Although it was a devastating blow to hear, it felt reassuring that 1) it was nothing genetic that had been passed down from us, and 2) we could try again knowing this shouldn’t happen again.
For Jamie and I, the hope of having a rainbow baby was the main thing that got us through last year. Even though what happened to Hallie was the worst case of bad luck, I still feel lucky that we had the chance to try again so soon; as I know for some baby loss mums they haven’t had that chance. We knew we wanted to try for a second baby as soon as we could, and we were extremely fortunate to catch again 3 months later.
Pregnancy after loss was a huge rollercoaster ride. As we caught so quickly, we were still trying to cope with the grief of losing Hallie, as well as looking forward to a new arrival.
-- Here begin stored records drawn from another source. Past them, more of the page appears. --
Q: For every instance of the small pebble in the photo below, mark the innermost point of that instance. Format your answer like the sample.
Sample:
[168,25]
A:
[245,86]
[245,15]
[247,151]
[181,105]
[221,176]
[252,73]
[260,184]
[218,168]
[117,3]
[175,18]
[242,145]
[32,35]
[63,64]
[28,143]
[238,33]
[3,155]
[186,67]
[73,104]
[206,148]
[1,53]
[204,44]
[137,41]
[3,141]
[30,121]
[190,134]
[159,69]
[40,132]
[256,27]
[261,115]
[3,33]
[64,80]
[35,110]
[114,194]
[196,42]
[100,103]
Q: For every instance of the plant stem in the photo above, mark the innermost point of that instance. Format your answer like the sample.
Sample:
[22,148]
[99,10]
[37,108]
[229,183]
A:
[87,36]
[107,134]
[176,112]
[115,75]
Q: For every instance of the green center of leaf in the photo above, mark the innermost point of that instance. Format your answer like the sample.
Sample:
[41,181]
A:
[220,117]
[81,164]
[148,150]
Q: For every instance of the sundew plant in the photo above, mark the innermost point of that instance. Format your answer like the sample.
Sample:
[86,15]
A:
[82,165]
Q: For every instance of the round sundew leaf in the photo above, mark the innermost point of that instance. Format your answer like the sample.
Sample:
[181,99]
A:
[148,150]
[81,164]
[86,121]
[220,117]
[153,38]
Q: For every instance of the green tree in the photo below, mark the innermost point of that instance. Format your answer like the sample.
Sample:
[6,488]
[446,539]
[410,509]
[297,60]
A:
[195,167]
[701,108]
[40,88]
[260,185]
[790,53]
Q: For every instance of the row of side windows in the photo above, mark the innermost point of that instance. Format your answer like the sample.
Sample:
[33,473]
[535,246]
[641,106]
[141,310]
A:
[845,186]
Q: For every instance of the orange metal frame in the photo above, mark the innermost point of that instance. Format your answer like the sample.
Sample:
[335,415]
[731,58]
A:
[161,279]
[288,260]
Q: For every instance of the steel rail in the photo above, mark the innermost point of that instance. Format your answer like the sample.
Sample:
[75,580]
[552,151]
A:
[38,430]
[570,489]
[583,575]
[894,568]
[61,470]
It felt like a constant balancing act! One minute I was sad for Hallie, then happy for baby number 2, then feeling guilty on Hallie for being happy! For the first half of the pregnancy I couldn’t talk to anyone about it, I didn’t want to open myself up to the possibility of losing again.
We were looked after extremely well by all at the hospital, the staff there have shown such love and support to us throughout everything and we have made some friends for life. We had regular scans and check ups, which felt so reassuring and our little rainbow baby Maisie arrived in January this year after a very long and anxious labour!
The first months after losing Hallie felt like I was in a black hole that I would never ever get out of. I thought I would never smile or be back to being me again.
However, here I am over a year later sat with baby number 2 in my arms and I have finally learnt to love life again. It is a long and rocky road but trust me things do get better. Grief is something you learn to live with and I can now talk about my first-born Hallie with utter pride and a smile on my face.